Marr gives us hints of what fans love about the Smiths on Spirit Power – airy acoustic guitars, catchy vocal passages and moody atmospheres. “New Town Velocity” and “Somewhere” are just this. Same with “Hi Hello,” which is packed with catchy melodies on the chorus and verses. These tracks are spacious and atmospheric – backed by acoustic guitar and overlapped with chord progressions on the electric guitar. This atmosphere is further built upon on “The Messenger,” which is soaked in haunting guitar tones, metallic drum sounds and an incredible guitar passage.
Marr picks up the pace on “Night and Day,” “Spiral Cities,” and “European Me.” On the latter, the washed out lead vocals and elongated refrain on the chorus create an incredibly euphoric listen. Marr does not falter on these harder tracks, as the songwriting stays punchy and the electric guitars are used tastefully.
Synths are also incorporated all over this project. The blaring, repeating chord progression on “Sensory Street” is aggressive and gritty. The backing synth runs on the opener, “Armatopia,” and “Spirit Power and Soul” and “Easy Money,” create a tapestry that brings the guitars and drums into the mix seamlessly. The refrain on “Easy Money” is simple but incredibly catchy, as Marr repeats, “I used to want it all / And that’s money, money / That’s money, money.”

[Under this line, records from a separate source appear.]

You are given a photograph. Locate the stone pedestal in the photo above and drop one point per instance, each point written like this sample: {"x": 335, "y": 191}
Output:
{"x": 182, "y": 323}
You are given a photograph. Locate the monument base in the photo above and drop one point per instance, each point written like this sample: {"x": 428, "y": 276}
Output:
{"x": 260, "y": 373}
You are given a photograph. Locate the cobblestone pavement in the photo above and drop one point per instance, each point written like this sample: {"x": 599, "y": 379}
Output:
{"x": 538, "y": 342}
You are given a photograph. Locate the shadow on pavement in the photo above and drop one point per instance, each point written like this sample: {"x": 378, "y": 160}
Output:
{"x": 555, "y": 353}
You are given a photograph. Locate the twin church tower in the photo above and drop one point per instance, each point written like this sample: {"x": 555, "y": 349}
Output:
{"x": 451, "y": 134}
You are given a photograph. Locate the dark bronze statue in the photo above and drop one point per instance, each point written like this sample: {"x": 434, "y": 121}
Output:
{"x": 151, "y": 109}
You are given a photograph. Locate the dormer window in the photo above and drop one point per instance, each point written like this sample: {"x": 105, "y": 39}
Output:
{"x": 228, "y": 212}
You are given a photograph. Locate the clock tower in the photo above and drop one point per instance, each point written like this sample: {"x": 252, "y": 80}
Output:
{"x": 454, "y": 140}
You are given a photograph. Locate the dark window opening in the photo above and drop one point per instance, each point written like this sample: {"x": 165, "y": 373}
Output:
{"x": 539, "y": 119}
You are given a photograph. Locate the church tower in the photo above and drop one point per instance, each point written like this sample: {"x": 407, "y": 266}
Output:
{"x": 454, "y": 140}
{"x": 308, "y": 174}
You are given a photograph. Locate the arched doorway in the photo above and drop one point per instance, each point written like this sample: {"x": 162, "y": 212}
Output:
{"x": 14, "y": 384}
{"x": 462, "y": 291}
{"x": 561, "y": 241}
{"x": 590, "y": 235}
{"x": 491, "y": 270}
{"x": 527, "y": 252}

The two duds in this tracklist, “I Feel You” and “Upstarts,” fall short of the instrumental and songwriting consistency of Spirit Power. The vocal chops on “I Feel You” are great, but the heavy drums and repeated heavy guitar riff feel like Marr is forcing an attempt at something that is out of his wheelhouse. “Upstarts,” rather, is a stripped back rocker with conventional and straightforward songwriting that lacks the instrumental layering of his best tracks.
Otherwise, Marr plays to his strengths on the majority of these tracks while still providing an array of instrumental palettes. The classic Smiths sound runs throughout Spirit Power and the inclusion of synths on many of these tracks is a tasteful nod to many of The Smiths’ contemporaries. Spirit Power is moody, catchy and consistent, as even the demos at the end of the tracklist hold up in comparison to their originals.